Crude inventories fell by 6.5 million barrels in the week to Dec. 15, compared with analyst expectations for a decrease of 3.8 million barrels. Overall crude stocks, excluding the U.S. Strategic Petroleum Reserve, fell to 436 million barrels, the lowest since October 2015.
Oil prices were relatively stable following the news. U.S. crude futures gained nine cents to $57.64 a barrel as of 10:56 a.m. EST (1556 GMT), while Brent crude was up 25 cents to $64.05 a barrel.
“All in all the report is bullish, given the continued strong draws in crude oil stocks and rather mild builds in product stocks,” said Carsten Fritsch, oil analyst at Commerzbank AG in Frankfurt, Germany.
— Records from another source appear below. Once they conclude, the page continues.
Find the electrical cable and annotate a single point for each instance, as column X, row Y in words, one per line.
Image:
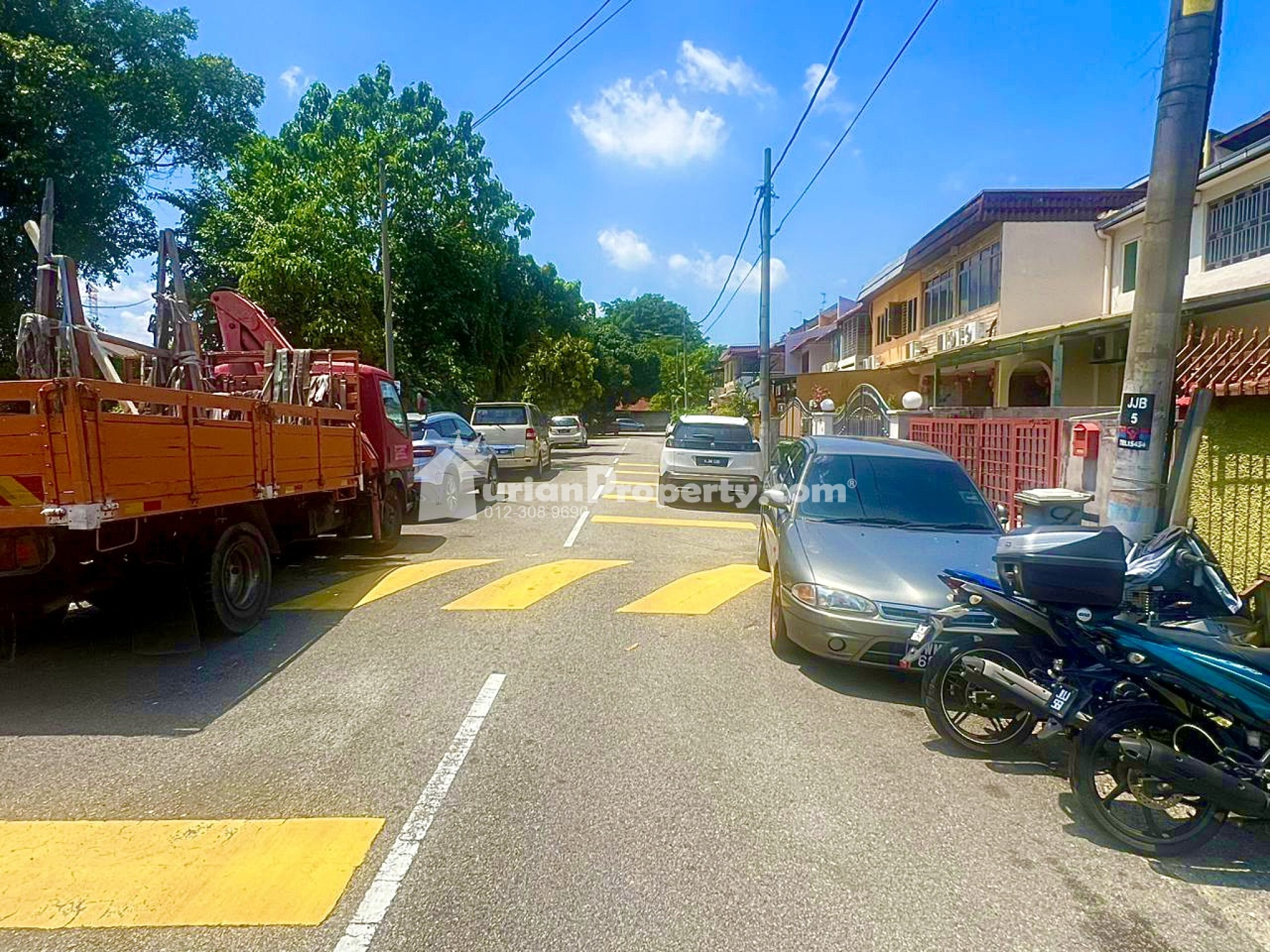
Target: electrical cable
column 544, row 60
column 828, row 68
column 856, row 117
column 563, row 56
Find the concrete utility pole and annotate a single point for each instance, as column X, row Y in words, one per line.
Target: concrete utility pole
column 386, row 262
column 1134, row 505
column 765, row 315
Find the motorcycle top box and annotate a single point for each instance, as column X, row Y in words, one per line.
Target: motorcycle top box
column 1064, row 565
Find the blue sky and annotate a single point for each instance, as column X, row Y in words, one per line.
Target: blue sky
column 641, row 154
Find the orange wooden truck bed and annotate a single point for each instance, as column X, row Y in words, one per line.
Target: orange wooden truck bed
column 73, row 452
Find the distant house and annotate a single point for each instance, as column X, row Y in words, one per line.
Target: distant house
column 998, row 305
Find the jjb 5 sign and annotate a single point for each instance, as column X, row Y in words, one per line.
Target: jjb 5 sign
column 1135, row 413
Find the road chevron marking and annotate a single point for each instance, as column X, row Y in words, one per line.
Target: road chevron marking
column 192, row 873
column 528, row 587
column 362, row 589
column 699, row 593
column 383, row 890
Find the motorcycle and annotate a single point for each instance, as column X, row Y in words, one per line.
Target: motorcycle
column 986, row 692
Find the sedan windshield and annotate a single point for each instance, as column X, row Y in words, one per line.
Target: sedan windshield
column 893, row 490
column 728, row 437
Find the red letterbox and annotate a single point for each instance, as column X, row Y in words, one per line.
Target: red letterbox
column 1085, row 439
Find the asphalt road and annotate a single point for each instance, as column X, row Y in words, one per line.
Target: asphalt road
column 641, row 781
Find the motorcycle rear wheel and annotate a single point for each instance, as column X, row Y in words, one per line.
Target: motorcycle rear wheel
column 1137, row 810
column 972, row 718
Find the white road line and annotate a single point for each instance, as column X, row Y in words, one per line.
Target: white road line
column 577, row 528
column 383, row 890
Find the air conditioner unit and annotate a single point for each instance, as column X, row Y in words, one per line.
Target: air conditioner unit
column 1112, row 347
column 917, row 348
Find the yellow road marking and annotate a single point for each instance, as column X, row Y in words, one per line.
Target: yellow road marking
column 113, row 874
column 371, row 587
column 677, row 523
column 699, row 593
column 530, row 586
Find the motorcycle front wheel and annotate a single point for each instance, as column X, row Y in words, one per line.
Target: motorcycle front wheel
column 1143, row 813
column 967, row 715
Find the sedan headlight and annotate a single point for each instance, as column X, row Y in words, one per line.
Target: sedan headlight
column 832, row 599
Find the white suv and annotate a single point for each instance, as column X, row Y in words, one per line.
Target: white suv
column 517, row 433
column 711, row 450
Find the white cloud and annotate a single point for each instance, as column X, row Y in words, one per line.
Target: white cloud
column 710, row 271
column 638, row 123
column 705, row 69
column 294, row 81
column 813, row 75
column 102, row 302
column 625, row 249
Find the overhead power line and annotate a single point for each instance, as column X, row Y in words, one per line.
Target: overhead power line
column 523, row 87
column 544, row 60
column 798, row 128
column 856, row 117
column 815, row 93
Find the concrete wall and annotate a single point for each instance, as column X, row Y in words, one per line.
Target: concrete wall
column 892, row 384
column 1050, row 273
column 1199, row 282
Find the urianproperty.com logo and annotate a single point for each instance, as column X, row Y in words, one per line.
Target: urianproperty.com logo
column 451, row 488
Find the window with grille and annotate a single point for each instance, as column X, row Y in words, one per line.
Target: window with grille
column 1238, row 226
column 978, row 280
column 938, row 299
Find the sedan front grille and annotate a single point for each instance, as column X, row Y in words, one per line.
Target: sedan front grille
column 916, row 615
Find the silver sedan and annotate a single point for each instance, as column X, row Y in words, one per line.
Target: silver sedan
column 855, row 532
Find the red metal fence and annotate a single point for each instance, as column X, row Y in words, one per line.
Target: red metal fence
column 1003, row 456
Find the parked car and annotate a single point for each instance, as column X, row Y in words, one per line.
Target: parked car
column 517, row 434
column 855, row 532
column 704, row 448
column 568, row 432
column 450, row 460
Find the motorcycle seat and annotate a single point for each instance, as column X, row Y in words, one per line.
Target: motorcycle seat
column 1255, row 658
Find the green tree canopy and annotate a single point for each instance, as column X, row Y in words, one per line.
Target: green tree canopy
column 106, row 99
column 561, row 375
column 296, row 225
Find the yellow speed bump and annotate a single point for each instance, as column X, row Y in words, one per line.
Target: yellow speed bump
column 118, row 874
column 530, row 586
column 371, row 587
column 677, row 523
column 699, row 593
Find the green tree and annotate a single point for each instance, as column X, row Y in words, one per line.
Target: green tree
column 701, row 364
column 106, row 99
column 561, row 375
column 295, row 224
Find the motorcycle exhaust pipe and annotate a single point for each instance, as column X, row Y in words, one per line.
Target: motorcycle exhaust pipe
column 1193, row 776
column 1023, row 691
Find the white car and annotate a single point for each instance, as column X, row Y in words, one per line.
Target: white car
column 568, row 432
column 517, row 433
column 704, row 448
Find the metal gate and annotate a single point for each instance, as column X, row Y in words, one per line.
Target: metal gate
column 1003, row 456
column 865, row 414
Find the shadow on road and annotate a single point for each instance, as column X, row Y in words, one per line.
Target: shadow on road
column 84, row 678
column 858, row 681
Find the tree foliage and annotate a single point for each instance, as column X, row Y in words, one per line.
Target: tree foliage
column 296, row 225
column 106, row 99
column 561, row 375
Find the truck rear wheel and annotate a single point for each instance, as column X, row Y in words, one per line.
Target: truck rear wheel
column 231, row 583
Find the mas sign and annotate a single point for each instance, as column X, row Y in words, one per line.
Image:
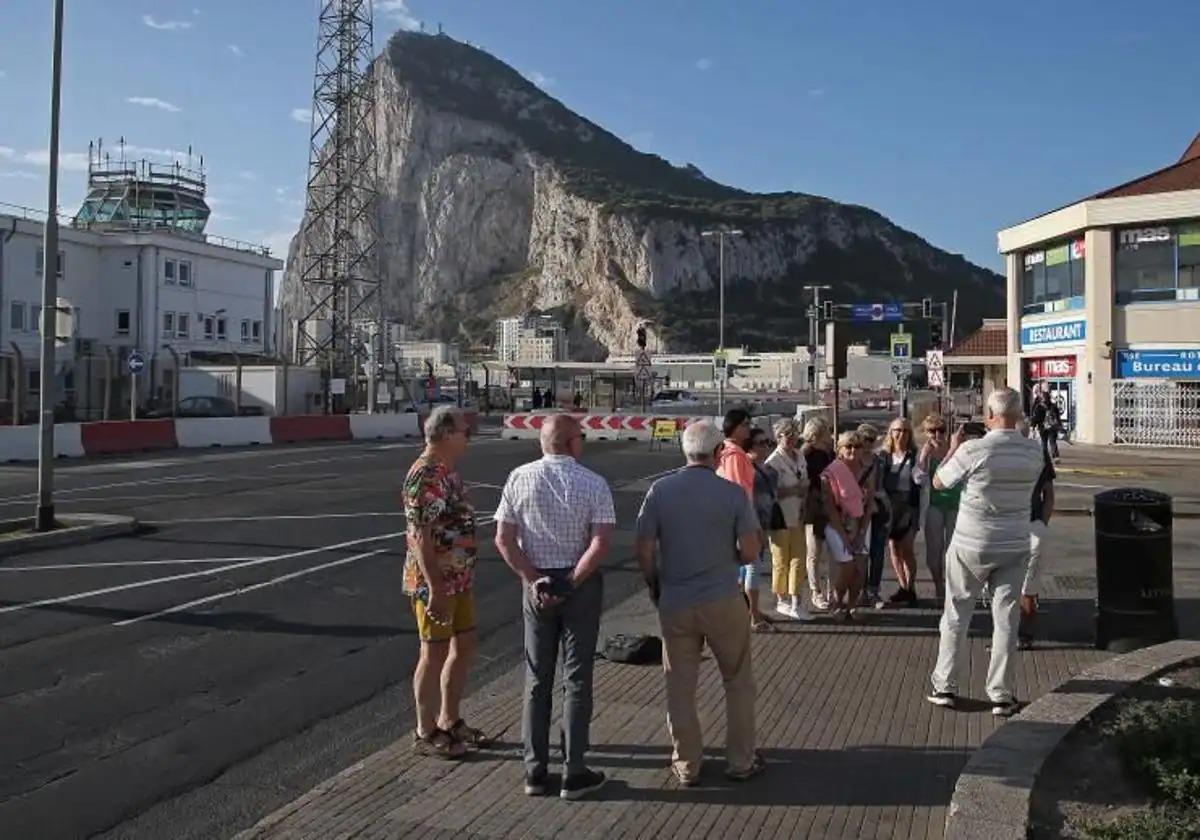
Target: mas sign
column 1158, row 364
column 1062, row 333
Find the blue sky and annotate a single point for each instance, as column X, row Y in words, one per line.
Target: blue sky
column 952, row 119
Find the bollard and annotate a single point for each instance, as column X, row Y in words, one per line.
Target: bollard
column 1134, row 586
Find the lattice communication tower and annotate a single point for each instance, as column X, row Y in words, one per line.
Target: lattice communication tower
column 339, row 276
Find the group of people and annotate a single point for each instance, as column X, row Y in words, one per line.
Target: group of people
column 804, row 511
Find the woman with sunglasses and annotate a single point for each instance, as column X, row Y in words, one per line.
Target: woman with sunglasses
column 943, row 504
column 849, row 514
column 904, row 497
column 766, row 501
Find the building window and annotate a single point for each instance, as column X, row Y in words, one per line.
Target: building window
column 1158, row 263
column 40, row 261
column 1053, row 279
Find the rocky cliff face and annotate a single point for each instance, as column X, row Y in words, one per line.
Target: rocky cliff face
column 496, row 199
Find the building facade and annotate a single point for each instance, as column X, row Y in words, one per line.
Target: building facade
column 1104, row 309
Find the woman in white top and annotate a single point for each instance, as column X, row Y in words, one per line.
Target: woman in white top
column 789, row 547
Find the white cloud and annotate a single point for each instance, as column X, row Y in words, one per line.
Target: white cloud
column 153, row 23
column 154, row 102
column 400, row 13
column 69, row 161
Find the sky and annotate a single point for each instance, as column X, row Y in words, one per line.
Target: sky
column 952, row 119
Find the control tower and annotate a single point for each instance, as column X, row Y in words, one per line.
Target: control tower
column 126, row 195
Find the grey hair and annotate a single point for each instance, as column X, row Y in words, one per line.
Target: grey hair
column 787, row 426
column 815, row 429
column 700, row 439
column 442, row 423
column 1005, row 402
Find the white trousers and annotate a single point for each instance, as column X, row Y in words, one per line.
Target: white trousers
column 966, row 573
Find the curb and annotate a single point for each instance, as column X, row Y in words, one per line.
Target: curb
column 991, row 797
column 82, row 528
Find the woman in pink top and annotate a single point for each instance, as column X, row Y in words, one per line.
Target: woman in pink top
column 849, row 510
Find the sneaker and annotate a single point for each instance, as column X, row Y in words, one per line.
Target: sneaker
column 1006, row 709
column 581, row 784
column 535, row 784
column 947, row 700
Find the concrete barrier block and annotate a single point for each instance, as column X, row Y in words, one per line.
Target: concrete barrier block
column 201, row 432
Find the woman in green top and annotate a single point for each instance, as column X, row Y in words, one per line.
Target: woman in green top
column 943, row 504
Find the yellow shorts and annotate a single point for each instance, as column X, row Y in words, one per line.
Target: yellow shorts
column 461, row 615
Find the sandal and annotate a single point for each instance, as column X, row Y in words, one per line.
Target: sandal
column 468, row 735
column 438, row 744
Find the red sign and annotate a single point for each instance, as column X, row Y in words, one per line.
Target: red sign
column 1054, row 367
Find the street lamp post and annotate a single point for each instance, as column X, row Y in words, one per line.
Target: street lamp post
column 43, row 519
column 720, row 341
column 814, row 316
U.S. weekly production rose again, rising to 9.79 million bpd, another weekly record. The all-time U.S. production record of more than 10 million bpd was set in the early 1970s and is based on monthly EIA figures.
U.S. exports bounced in the most recent week, rising to 1.86 million bpd; the four-week average rose to 1.42 million bpd.
Crude stocks at the Cushing, Oklahoma, delivery hub rose by 754,000 barrels, EIA said.
Refinery crude runs rose by 111,000 barrels per day, EIA data showed. Refinery utilization rates rose by 0.7 percentage points.
Gasoline stocks rose by 1.2 million barrels, compared with analysts’ expectations in a Reuters poll for a 1.9 million-barrel gain. Gasoline futures rose on the report, even with the build, as overall four-week demand showed an increase of 0.4 percent on a year-over-year basis.
Distillate stockpiles, which include diesel and heating oil, rose by 769,000 barrels, versus expectations for a 870,000-barrel drop, the EIA data showed.
Net U.S. crude imports fell last week by 301,000 barrels per day.